PS et Front de gauche (presque) d'accord
En France aussi, le débat fait son chemin. Dans son programme, le Parti Socialiste propose de "revenir à une stricte distinction des métiers bancaires et séparer activités de dépôt et activités financières". S'agit-il de séparer les banques de dépôt et les banques d'investissements (application du Glass-Steagall Act) ou simplement de créer des filiales distinctes (sur le modèle britannique) ? Le texte du programme est ambigu : "Les banques traditionnelles ne doivent plus prêter l'argent des épargnants et des clients aux banques d'affaires, ni acheter des titres structurés par ces banques d'affaires", peut-on lire dans le programme PS. Nous agirons pour que soient mis en place des mécanismes de garantie et de solvabilité des banques, financés par elles-mêmes et non par les contribuables, et pour limiter la taille des établissements qui conduisent des activités spéculatives". Du côte du Front de gauche, pas d'ambigüité. Sur son blog, Jean-Luc Mélenchon suggère "la séparation des banques de dépôts des banques d’investissements, comme après 1929".
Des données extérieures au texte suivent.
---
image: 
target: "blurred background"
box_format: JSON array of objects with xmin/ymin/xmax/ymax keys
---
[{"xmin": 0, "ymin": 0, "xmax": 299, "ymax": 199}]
En tout état de cause, la séparation de ces activités (séparation radicale entre banques, ou partielle avec des filiales) apparaît une solution crédible pour réguler l'activité des banques. Pour autant, un tel système conserve ses adversaires. Selon Hans-Werner Sinn, en cas de crise interbancaire (quand les banques n'ont plus confiance entre elles et ne se prêtent plus), les banques de dépôts ne peuvent pas se refinancer sur les marchés financiers. Selon lui, une stricte séparation aurait donc tendance à aggraver la crise. Autre leurre : malgré une stricte distinction, "il est douteux que les possibilités de sauvetage du gouvernement soient réellement réduites, explique-t-il. On voit mal un État refuser de sauver une importante banque d'investissements, en prétextant qu’elle ne gère pas l'épargne des clients : personne et certainement pas le gouvernement américain ne prendra le risque de répéter la catastrophe de Lehman Brothers". D'autres adversaires au Glass-Steagall Act "jugent que le modèle de banque universelle, s'appuyant à la fois sur la banque d'investissement et la banque de dépôt, est un gage de solidité qui a fait ses preuves pendant la crise", explique Le Monde. Autant d'arguments qui montrent que le débat est loin d'être tranché.